Mereka berpisah, berjanji untuk bertemu satu sama lain keesokan harinya, dengan hati yang penuh harapan dan antisipasi. Saat Luca berjalan kembali ke asramanya, dia tidak bisa tidak merasakan tujuan dan arah yang baru ditemukannya. Terlepas dari dunia di sekeliling mereka, mereka telah menemukan sesuatu yang indah, sesuatu yang benar. Dan di tengah kegelapan, itu adalah cahaya yang ingin mereka pegang selama mungkin.

Keesokan paginya, saat Luca duduk di mejanya di studio seni, ia tidak bisa menahan perasaannya yang bergejolak setiap kali ia melirik ke arah Nao. Mata mereka bertemu, dan mereka bertukar senyum penuh pengertian, kenangan ciuman mereka masih hangat di bibir mereka. Sepanjang hari, mereka menemukan cara untuk menyelinap menjauh dari meja kerja mereka, mencuri waktu berdua untuk berbagi kata-kata yang penuh semangat dan cinta.

Seiring berjalannya waktu, mereka semakin nyaman dengan hubungan yang baru mereka temukan, menemukan penghiburan dalam tindakan sederhana saat bersama. Mereka belum tahu apa yang akan terjadi di masa depan, tetapi untuk saat ini, mereka puas menikmati saat ini, menghargai cinta yang telah mereka temukan satu sama lain.

Menjelang akhir hari, mereka membuat rencana untuk akhir pekan, ingin sekali menghabiskan lebih banyak waktu bersama jauh dari tekanan sekolah dan dunia luar. Mereka mendiskusikan tentang hiking di taman nasional terdekat, bahkan mungkin memasak makan malam bersama di rumah Nao. Kemungkinannya tampak tidak terbatas, dan untuk pertama kalinya setelah sekian lama, Luca merasakan harapan dan kegembiraan yang menggelegak di dalam dirinya.

Akhirnya, saat siswa terakhir keluar dari studio seni, Luca dan Nao berdiri, merapikan pakaian mereka dan bersiap untuk kembali ke asrama. Mereka berjalan berdampingan, bergandengan tangan, kehangatan kulit mereka menjadi bukti keakraban yang semakin erat. Udara terasa sejuk, langit berwarna nila pekat saat matahari mulai terbenam, mewarnai dunia dengan warna merah jambu dan oranye. Ini adalah malam yang sempurna, dan mereka berdua tahu itu.

Mereka berhenti di luar pintu masuk studio seni, menikmati keindahan saat itu. "Aku sangat senang kamu menciumku tadi malam," Nao mengaku, menatap Luca sambil tersenyum malu-malu. "Aku tidak pernah merasa seperti ini pada siapa pun sebelumnya."

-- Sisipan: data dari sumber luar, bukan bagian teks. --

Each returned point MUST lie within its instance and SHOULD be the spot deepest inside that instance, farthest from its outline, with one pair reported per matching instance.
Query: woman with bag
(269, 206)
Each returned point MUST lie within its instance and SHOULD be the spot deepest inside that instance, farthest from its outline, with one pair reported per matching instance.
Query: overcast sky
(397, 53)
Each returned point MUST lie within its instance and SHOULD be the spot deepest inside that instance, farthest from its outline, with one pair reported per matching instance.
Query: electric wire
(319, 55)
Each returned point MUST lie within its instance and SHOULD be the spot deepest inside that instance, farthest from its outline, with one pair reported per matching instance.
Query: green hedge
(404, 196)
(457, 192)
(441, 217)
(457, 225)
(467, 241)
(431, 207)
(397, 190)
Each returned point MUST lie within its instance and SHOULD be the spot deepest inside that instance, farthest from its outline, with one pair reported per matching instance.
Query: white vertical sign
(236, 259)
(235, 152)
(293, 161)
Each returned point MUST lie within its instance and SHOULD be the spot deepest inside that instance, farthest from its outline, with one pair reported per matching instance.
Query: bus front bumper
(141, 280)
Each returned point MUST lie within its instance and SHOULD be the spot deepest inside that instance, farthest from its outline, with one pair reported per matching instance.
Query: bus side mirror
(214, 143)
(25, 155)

Luca membalas senyuman itu, hatinya membengkak karena cintanya pada wanita itu. "Aku juga. Aku tidak pernah sebahagia ini." Dia ragu-ragu sejenak, lalu menarik napas dalam-dalam. "Aku ingin menghabiskan waktu sebanyak mungkin denganmu akhir pekan ini. Aku ingin membuat kenangan bersamamu."

Nao mengangguk, matanya bersinar dengan air mata yang tak tertahankan. "Aku sangat menginginkannya." Mereka berdiri di sana sejenak, tenggelam dalam pikiran mereka sendiri, sebelum perlahan-lahan mulai berjalan lagi, tangan mereka masih terjalin erat.